Scrapy pipeline to export csv file in the right format

W.S. picture W.S. · Apr 29, 2015 · Viewed 20.4k times · Source

I made the improvement according to the suggestion from alexce below. What I need is like the picture below. However each row/line should be one review: with date, rating, review text and link.

I need to let item processor process each review of every page.
Currently TakeFirst() only takes the first review of the page.

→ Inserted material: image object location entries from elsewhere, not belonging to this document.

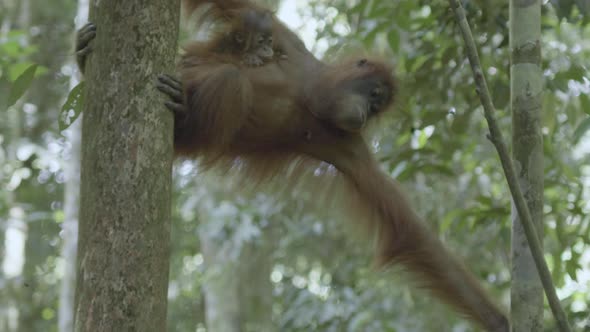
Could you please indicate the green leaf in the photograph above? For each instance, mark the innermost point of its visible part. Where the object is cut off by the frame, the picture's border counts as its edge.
(72, 107)
(581, 130)
(394, 39)
(21, 84)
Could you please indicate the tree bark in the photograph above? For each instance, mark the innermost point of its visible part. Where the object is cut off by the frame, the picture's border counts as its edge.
(124, 231)
(526, 83)
(71, 207)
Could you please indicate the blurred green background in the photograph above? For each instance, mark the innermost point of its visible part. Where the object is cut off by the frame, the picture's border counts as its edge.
(277, 265)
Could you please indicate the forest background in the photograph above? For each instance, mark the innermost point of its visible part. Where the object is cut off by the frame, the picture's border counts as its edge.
(278, 265)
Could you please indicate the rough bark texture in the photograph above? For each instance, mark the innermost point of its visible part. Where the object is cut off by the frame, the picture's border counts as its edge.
(71, 208)
(526, 87)
(124, 234)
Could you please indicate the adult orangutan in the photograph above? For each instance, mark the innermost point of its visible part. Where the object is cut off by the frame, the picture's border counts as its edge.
(295, 112)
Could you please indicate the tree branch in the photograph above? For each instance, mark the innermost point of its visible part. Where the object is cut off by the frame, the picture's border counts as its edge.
(496, 137)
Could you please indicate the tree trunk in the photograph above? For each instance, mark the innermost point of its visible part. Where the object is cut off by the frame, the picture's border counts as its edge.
(124, 232)
(526, 87)
(71, 207)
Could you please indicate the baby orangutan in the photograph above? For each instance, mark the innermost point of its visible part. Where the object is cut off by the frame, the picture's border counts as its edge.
(287, 118)
(248, 40)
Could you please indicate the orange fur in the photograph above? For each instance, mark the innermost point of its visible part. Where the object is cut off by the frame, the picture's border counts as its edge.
(285, 118)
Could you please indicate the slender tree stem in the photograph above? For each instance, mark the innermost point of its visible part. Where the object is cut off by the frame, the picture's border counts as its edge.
(496, 137)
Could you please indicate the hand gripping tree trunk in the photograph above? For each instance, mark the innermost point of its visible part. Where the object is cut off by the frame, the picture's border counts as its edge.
(123, 252)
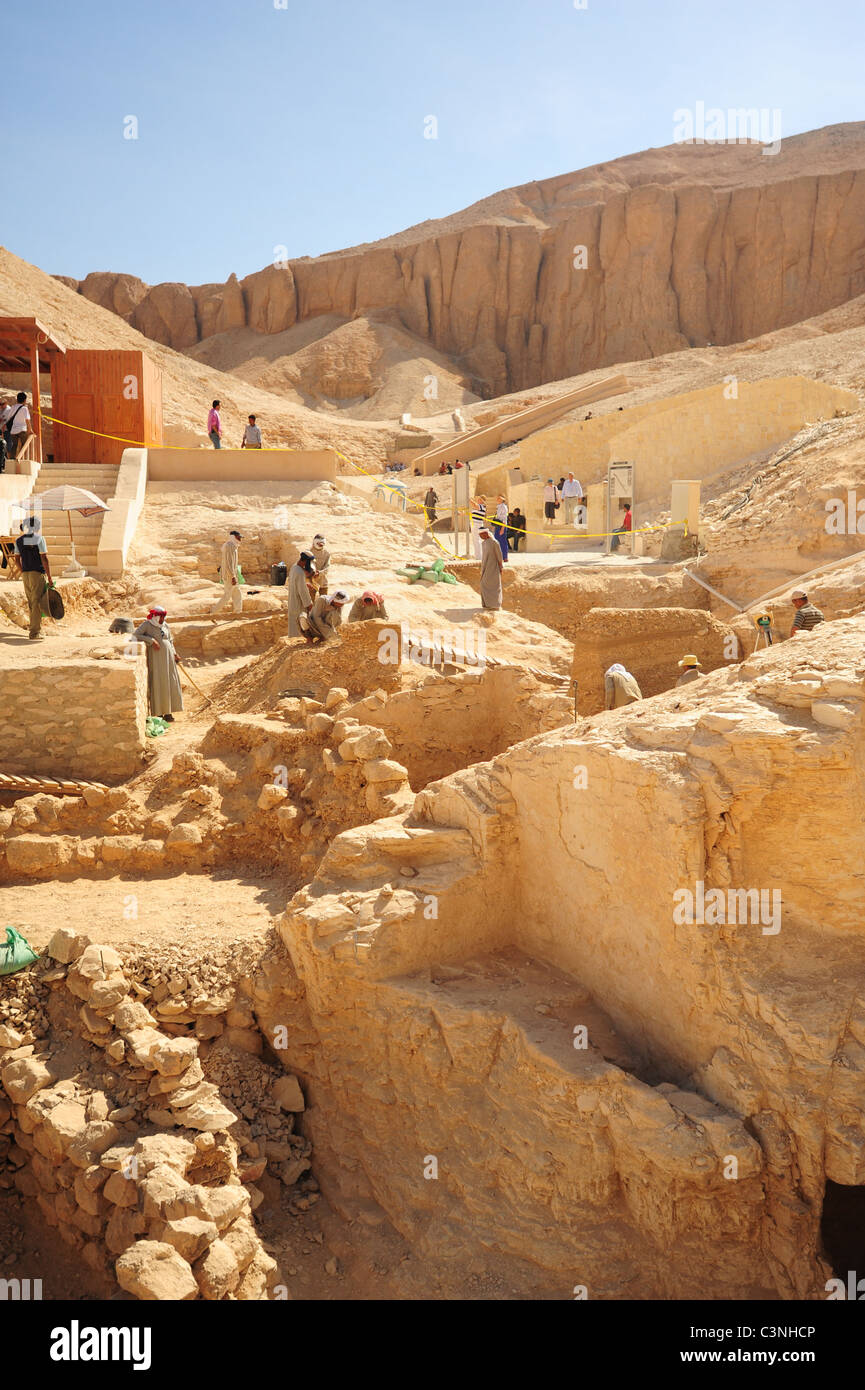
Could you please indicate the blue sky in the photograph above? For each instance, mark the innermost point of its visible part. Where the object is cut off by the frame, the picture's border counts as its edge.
(303, 127)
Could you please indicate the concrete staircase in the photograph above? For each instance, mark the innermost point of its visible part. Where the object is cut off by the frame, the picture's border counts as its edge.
(98, 478)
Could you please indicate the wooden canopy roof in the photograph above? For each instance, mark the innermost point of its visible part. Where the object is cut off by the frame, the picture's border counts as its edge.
(18, 337)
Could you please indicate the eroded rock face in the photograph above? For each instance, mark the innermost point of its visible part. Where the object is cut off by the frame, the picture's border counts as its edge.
(497, 284)
(647, 856)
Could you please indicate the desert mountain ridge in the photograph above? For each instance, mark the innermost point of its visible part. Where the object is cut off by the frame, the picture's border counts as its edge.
(675, 248)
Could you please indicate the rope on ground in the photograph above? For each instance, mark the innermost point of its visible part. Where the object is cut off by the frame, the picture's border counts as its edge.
(54, 787)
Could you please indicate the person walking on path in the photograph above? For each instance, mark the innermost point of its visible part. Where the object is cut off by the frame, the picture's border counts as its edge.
(516, 527)
(690, 670)
(572, 495)
(230, 574)
(479, 519)
(807, 616)
(164, 692)
(323, 562)
(499, 528)
(551, 501)
(299, 591)
(35, 571)
(15, 426)
(491, 570)
(324, 617)
(619, 687)
(367, 606)
(214, 426)
(623, 528)
(252, 435)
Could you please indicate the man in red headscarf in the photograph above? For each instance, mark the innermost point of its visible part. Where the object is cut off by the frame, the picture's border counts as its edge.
(369, 605)
(164, 692)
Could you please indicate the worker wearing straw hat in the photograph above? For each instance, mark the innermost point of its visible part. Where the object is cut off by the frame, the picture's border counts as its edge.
(35, 571)
(690, 670)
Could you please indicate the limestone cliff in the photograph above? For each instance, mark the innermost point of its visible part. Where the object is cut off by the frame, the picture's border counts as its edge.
(684, 245)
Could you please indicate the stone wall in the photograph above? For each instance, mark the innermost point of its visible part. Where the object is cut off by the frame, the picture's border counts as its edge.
(691, 435)
(650, 642)
(235, 464)
(74, 716)
(124, 1121)
(744, 1043)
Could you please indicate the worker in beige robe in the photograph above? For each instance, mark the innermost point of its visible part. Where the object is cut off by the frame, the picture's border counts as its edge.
(324, 619)
(367, 606)
(230, 574)
(491, 570)
(619, 687)
(323, 562)
(299, 591)
(164, 692)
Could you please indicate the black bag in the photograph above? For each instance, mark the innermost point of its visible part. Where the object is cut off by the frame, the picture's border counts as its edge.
(7, 428)
(56, 608)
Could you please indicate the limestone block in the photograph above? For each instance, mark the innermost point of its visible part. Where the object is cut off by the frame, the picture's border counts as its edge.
(257, 1278)
(92, 1143)
(66, 945)
(99, 962)
(189, 1235)
(287, 1094)
(121, 1190)
(152, 1271)
(242, 1241)
(271, 795)
(24, 1077)
(384, 770)
(163, 1150)
(217, 1271)
(143, 1044)
(31, 854)
(185, 838)
(835, 713)
(209, 1115)
(366, 744)
(174, 1055)
(106, 994)
(125, 1225)
(131, 1014)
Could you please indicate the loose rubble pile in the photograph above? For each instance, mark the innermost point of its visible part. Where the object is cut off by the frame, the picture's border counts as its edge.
(141, 1129)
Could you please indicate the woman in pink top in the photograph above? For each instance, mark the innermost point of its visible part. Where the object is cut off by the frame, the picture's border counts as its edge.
(214, 428)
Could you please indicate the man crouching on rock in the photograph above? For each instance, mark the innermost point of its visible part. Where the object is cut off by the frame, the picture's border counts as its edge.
(324, 619)
(164, 692)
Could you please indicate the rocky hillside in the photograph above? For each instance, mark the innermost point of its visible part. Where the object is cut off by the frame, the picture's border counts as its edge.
(684, 246)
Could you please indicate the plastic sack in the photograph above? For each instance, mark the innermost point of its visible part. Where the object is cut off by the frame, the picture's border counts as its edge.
(56, 606)
(15, 954)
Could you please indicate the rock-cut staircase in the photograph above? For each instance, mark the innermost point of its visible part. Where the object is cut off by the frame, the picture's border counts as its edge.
(98, 478)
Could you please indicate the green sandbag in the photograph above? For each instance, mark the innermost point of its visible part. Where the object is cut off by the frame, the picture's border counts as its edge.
(15, 954)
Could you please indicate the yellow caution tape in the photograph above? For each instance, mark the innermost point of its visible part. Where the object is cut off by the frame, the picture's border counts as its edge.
(417, 506)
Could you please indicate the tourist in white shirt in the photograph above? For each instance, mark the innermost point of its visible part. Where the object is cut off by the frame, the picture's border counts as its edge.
(15, 424)
(252, 435)
(572, 495)
(551, 501)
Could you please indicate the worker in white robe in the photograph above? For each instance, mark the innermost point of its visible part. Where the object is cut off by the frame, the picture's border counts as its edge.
(491, 570)
(164, 692)
(299, 592)
(324, 617)
(230, 574)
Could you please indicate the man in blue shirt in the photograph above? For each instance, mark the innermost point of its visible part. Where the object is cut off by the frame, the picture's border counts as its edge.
(35, 571)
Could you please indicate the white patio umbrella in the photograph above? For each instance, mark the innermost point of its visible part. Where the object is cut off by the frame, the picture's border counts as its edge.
(66, 499)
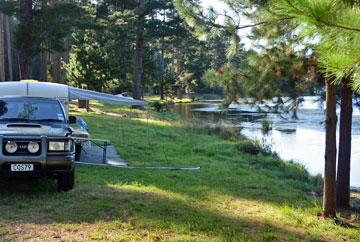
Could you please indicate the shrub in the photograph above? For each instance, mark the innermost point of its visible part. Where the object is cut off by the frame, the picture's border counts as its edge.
(248, 146)
(266, 126)
(159, 106)
(227, 132)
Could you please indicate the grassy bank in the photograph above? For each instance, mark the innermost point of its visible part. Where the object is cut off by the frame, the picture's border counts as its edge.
(233, 197)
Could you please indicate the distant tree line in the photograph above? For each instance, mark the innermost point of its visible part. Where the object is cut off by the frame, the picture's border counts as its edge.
(136, 46)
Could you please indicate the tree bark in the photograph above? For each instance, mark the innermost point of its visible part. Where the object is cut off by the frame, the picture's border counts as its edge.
(343, 172)
(137, 87)
(2, 48)
(329, 200)
(9, 48)
(162, 82)
(44, 66)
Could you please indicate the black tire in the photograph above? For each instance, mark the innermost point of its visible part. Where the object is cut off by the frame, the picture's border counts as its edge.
(66, 180)
(77, 152)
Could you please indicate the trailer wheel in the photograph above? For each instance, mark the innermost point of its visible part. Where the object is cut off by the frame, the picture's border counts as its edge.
(77, 152)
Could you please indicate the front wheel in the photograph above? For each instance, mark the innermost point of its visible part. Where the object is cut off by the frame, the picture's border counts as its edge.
(66, 180)
(77, 152)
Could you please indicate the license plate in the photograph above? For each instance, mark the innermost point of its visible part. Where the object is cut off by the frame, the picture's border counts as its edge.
(22, 167)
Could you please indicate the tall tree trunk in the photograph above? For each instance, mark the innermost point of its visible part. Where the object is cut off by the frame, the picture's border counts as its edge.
(2, 48)
(44, 66)
(137, 88)
(25, 61)
(9, 48)
(162, 74)
(329, 202)
(343, 172)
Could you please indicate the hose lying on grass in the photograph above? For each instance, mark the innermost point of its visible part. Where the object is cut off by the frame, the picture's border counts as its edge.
(145, 167)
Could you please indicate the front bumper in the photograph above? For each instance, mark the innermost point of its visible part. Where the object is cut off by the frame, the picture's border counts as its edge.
(46, 164)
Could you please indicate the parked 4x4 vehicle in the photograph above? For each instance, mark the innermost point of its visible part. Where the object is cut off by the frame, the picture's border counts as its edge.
(35, 140)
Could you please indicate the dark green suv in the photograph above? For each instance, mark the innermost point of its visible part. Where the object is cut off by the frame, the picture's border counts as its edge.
(35, 139)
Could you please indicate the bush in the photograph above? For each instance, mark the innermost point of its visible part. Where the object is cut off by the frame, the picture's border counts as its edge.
(159, 106)
(248, 146)
(227, 132)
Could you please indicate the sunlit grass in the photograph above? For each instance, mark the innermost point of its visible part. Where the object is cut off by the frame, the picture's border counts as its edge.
(233, 197)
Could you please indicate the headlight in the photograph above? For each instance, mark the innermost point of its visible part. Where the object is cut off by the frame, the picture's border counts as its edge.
(11, 147)
(60, 145)
(33, 147)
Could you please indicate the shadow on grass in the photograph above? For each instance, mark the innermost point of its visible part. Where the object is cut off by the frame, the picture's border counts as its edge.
(37, 202)
(223, 167)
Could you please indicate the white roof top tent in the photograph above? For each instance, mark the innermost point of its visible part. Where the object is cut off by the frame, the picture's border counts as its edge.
(62, 92)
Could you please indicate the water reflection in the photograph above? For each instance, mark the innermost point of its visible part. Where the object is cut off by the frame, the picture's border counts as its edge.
(301, 140)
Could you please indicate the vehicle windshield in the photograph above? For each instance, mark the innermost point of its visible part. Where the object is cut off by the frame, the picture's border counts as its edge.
(30, 110)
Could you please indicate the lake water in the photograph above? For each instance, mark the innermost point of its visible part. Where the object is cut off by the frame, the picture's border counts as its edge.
(301, 140)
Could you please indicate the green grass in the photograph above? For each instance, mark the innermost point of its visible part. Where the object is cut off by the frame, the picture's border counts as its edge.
(233, 197)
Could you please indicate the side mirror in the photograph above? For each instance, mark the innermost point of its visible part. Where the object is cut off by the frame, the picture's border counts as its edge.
(72, 119)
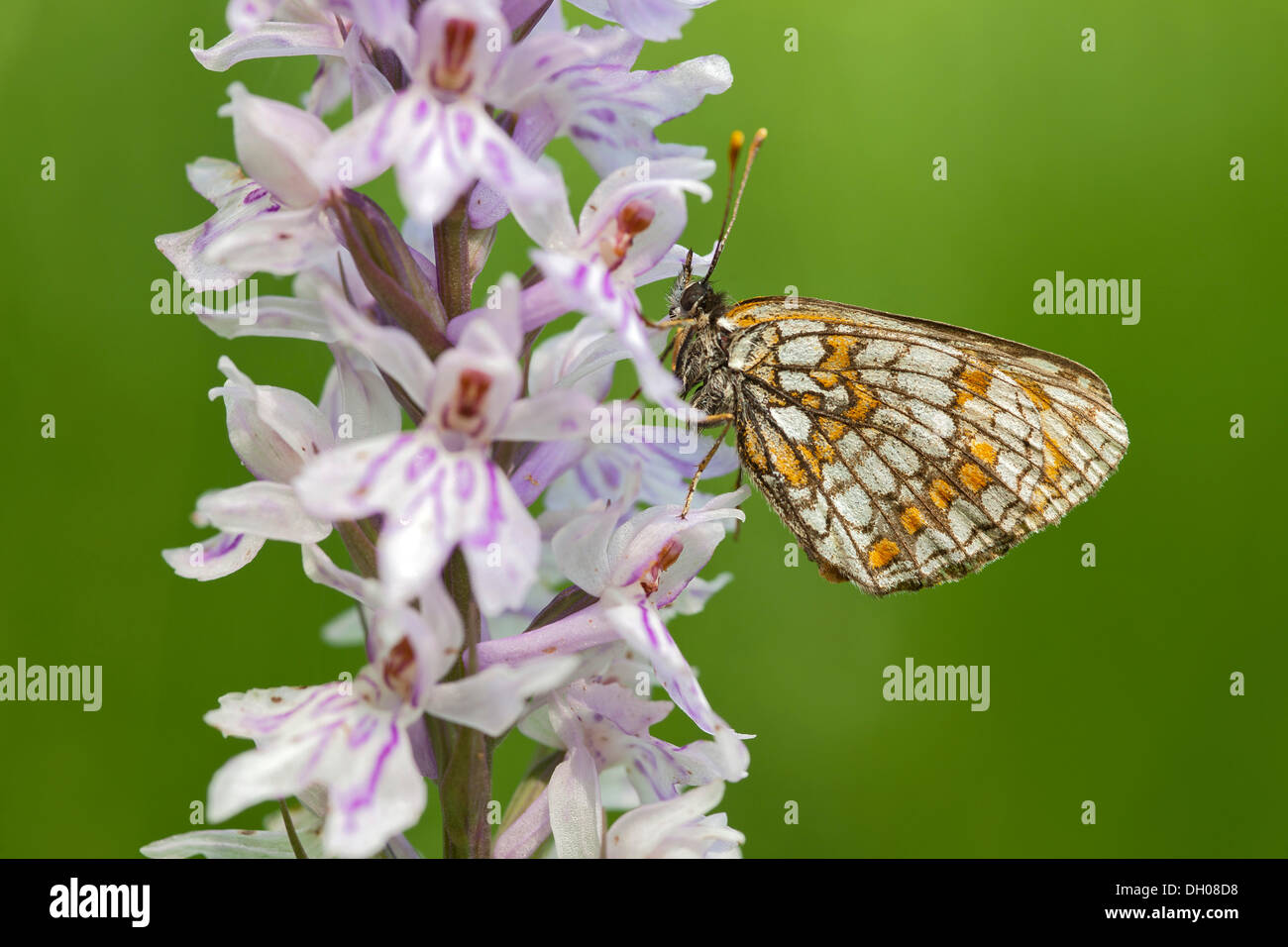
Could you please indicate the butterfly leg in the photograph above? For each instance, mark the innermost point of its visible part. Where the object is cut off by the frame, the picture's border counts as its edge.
(694, 484)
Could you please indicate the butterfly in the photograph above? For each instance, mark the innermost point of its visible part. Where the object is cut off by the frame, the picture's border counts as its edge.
(901, 453)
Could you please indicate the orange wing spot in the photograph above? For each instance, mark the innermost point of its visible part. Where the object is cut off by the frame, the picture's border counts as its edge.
(835, 431)
(941, 493)
(838, 354)
(1034, 390)
(754, 450)
(810, 462)
(986, 453)
(883, 553)
(862, 405)
(973, 476)
(975, 380)
(1055, 459)
(789, 467)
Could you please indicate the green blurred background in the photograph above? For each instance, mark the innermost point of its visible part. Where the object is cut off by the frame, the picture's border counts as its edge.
(1108, 684)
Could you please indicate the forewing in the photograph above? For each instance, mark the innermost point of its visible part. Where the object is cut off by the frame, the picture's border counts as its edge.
(905, 453)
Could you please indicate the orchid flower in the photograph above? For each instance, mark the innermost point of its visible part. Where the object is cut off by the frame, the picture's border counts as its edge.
(437, 486)
(487, 492)
(268, 210)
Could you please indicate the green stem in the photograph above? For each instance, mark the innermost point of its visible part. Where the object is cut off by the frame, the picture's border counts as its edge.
(296, 845)
(452, 258)
(465, 785)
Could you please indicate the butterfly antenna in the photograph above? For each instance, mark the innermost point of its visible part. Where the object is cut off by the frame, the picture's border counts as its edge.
(732, 202)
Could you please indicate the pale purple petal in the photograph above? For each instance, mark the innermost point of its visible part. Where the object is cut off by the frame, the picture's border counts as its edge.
(261, 508)
(271, 39)
(675, 828)
(274, 431)
(214, 558)
(346, 736)
(576, 813)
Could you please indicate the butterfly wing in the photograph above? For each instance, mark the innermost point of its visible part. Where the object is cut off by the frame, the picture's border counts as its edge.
(906, 453)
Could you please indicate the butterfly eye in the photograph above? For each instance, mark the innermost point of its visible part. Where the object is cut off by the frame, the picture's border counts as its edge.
(692, 295)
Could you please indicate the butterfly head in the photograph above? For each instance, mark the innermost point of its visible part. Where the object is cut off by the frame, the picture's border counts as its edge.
(695, 305)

So 10 pages, I only have 10 lines/rows as in the picture below.

enter image description here

Spider code is below:

import scrapy
from amazon.items import AmazonItem

class AmazonSpider(scrapy.Spider):
   name = "amazon"
   allowed_domains = ['amazon.co.uk']
   start_urls = [
    'http://www.amazon.co.uk/product-reviews/B0042EU3A2/'.format(page) for      page in xrange(1,114)

]

def parse(self, response):
    for sel in response.xpath('//*[@id="productReviews"]//tr/td[1]'):
        item = AmazonItem()
        item['rating'] = sel.xpath('div/div[2]/span[1]/span/@title').extract()
        item['date'] = sel.xpath('div/div[2]/span[2]/nobr/text()').extract()
        item['review'] = sel.xpath('div/div[6]/text()').extract()
        item['link'] = sel.xpath('div/div[7]/div[2]/div/div[1]/span[3]/a/@href').extract()

        yield item

Answer

Frank Martin picture Frank Martin · Apr 30, 2015

I started from scratch and the following spider should be run with

scrapy crawl amazon -t csv -o Amazon.csv --loglevel=INFO

so that opening the CSV-File with a spreadsheet shows for me

enter image description here

Hope this helps :-)

import scrapy

class AmazonItem(scrapy.Item):
    rating = scrapy.Field()
    date = scrapy.Field()
    review = scrapy.Field()
    link = scrapy.Field()

class AmazonSpider(scrapy.Spider):

    name = "amazon"
    allowed_domains = ['amazon.co.uk']
    start_urls = ['http://www.amazon.co.uk/product-reviews/B0042EU3A2/' ]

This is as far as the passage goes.